Sometimes this is a good question to ask, but a hard one to answer.  The degree to which a particular behavior is typical vs. atypical largely depends on what the “norms” are for a given age range.  These norms are determined by the course of typical child development, and take into account issues such as severity and frequency.  Think about other children you know that are your child’s age – are they exhibiting the same behaviors, to more or less the same extent?  Consult other parents, and find out what their experiences are.  Check with your pediatrician and/or your child’s teacher.  Share your concerns and get some input as to whether what you are observing is within normal limits for your child’s age.

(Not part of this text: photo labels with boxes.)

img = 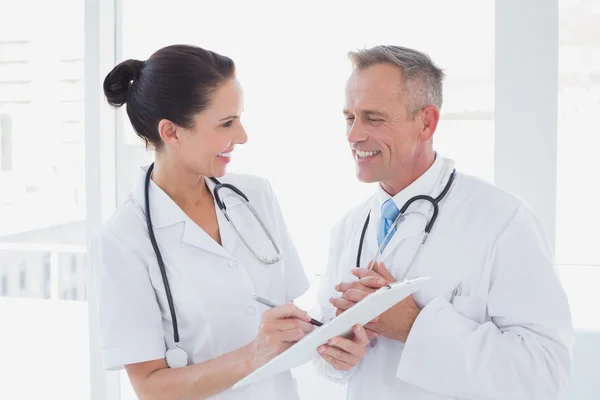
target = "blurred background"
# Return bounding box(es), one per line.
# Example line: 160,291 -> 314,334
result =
0,0 -> 600,400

2. How maladaptive are the behaviors that you are concerned about?
Quite often a behavior can be atypical (not particularly common among same age kids), but not really maladaptive.  To think about how maladaptive a behavior is, you need to consider how much it is getting in your child’s way. Can your child engage in his or her typical activities? Is the behavior you are concerned about interfering with his/her ability to make or keep friends?  Is it causing trouble with your child’s ability to participate fully in school?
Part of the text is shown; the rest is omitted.